これらは、まだ実用レベルではないが、技術的には不可能ではない。

ただ少し考えてみたのだが、編集モードと閲覧モードが別だ、というのにも実は意味があるような気がしてきた。もともとはHTTPが極めて単純なプロトコルであるが故に、こういう制限ができたのだが、実は単純、シンプルであるというのは、けっして悪いことでなくて、シンプルな基盤の上にこそ、様々なものが実現できる。まだ、十分、頭の中で整理できていないが、パケット通信をベースとするコンピュータネットワークの本質が、非同期かつ、不連続な応答を呼んでいる。だから編集モードと閲覧モードという垣根は、けっこう根深いものであって、小手先の技術で、たとえば細かなフロー制御や競合解消を行ったとしても、結局は広まらないのかもしれない。

あ、そうだ。
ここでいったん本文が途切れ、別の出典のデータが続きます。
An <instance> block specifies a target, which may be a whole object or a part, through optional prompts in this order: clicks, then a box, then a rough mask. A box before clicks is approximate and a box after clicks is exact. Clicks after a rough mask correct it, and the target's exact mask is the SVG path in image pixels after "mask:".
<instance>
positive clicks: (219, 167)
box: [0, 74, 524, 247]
Webブラウザ側で、キャッシュすれば良いのではないか?つまり、ブラウザ上で直接HTMLページが編集できるようにして、ただしその編集結果は非同期でサーバーにアップされる。パームのシンクロナイズのように。

うーん、技術的には難しくない。しかし、やはり広まらないだろうな。

今後のネットワーク社会における書き手には、編集(入力)モードと閲覧(発行)モードという区別を感覚的に敷居と感じず、意識の自然な在り方と感じれるような心持ちが求められるのかもしれない。人間が機械に歩み寄る一つの手段として。